ChatPaper.aiChatPaper

SkillHarness:为计算机使用代理利用安全技能

SkillHarness: Harnessing Safe Skills for Computer-Use Agents

June 2, 2026
作者: Yurun Chen, Biao Yi, Keting Yin, Shengyu Zhang
cs.AI

摘要

计算机使用代理(CUAs)正越来越多地部署在动态交互环境中,这对其在交互过程中进行持续技能学习提出了日益增长的需求。近期方法通过从成功轨迹中学习可复用技能来应对这一挑战,但这些技能学习方法大多假设环境是静态且安全的,忽视了来自对抗性交互(如提示注入)和环境动态变化(如弹窗)带来的风险。在动态环境中,此类假设可能导致有风险的技能学习和脆弱的执行过程,从而损害CUA的可靠性。这就引发了一个问题:CUA如何在动态环境中安全地学习和使用技能?为解决该问题,我们提出了SkillHarness——一种面向动态环境下的安全技能驾驭框架。SkillHarness超越了静态技能抽象,通过将技能学习与利用建模为受安全约束的交互过程来加以实现。具体而言,我们引入技能边界概念,利用多源监督信号从交互轨迹中识别安全技能,并在技能全生命周期中构建自我改进的安全约束。此外,SkillHarness还引入了选择性技能复用机制,引导任务根据上下文进行分解,并通过选择性激活技能子集来完成任务。实验表明,SkillHarness将所学技能的不安全率降低了57.1%,并在动态环境变化下持续提升执行稳定性,优于现有基准方法。
English
Computer-Use Agents (CUAs) are increasingly deployed in dynamic interactive environments, creating a growing need for continual skill learning during interaction. Recent approaches address this challenge by learning reusable skills from successful trajectories. However, these skill learning methods largely assume static and safe environments, overlooking risks from adversarial interactions (e.g., prompt injections) and environmental dynamics (e.g., pop-ups). In dynamic settings, such assumptions can lead to risky skill learning and brittle execution, undermining the reliability of CUAs. This raises the question: how can CUAs learn and use skills safely in dynamic environments?

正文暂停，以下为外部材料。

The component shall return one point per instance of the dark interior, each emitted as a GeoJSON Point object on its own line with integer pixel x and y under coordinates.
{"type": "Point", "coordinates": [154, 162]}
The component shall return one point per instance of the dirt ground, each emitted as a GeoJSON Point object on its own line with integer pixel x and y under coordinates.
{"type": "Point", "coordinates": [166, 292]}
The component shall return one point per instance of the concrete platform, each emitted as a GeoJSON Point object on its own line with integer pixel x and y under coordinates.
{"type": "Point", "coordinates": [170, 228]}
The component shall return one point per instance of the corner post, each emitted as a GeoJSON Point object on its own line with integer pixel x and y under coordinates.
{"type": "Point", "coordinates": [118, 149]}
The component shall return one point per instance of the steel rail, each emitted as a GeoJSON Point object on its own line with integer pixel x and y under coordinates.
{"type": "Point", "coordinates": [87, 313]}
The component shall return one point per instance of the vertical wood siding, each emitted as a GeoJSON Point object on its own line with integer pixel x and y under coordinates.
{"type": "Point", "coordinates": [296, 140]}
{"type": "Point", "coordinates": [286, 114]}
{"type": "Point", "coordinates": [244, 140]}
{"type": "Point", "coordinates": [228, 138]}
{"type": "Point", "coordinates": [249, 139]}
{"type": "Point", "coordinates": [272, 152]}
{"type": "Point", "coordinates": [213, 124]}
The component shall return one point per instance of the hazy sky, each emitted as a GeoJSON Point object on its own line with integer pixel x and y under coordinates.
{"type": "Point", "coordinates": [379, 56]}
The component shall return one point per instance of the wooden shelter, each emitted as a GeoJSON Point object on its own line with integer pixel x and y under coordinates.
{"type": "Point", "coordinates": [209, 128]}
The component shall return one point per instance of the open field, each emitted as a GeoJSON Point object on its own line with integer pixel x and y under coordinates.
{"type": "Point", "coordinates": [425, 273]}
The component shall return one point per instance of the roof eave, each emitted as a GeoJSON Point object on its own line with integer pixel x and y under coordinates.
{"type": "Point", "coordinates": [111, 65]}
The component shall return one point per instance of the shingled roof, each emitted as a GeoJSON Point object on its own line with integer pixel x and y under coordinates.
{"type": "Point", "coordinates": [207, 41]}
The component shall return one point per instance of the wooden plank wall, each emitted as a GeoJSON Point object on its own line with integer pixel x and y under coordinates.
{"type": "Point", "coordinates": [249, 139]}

To address this problem, we propose SkillHarness, a framework for safe skill harnessing in dynamic environments. SkillHarness moves beyond static skill abstractions by modeling skill learning and utilization as a safety-constrained interaction process. Specifically, we introduce the skill boundary that leverages multi-source supervision signals to identify safe skills from interaction trajectories, and construct self-improving safety constraints throughout the skill lifecycle. In addition, SkillHarness introduces selective skill reuse, where tasks are guided to decompose according to context and completed through the selective activation of skill subsets. Our experiments demonstrate that SkillHarness significantly reduces the unsafe rate of learned skills by 57.1% and consistently improves execution stability under dynamic environmental changes, outperforming existing baselines.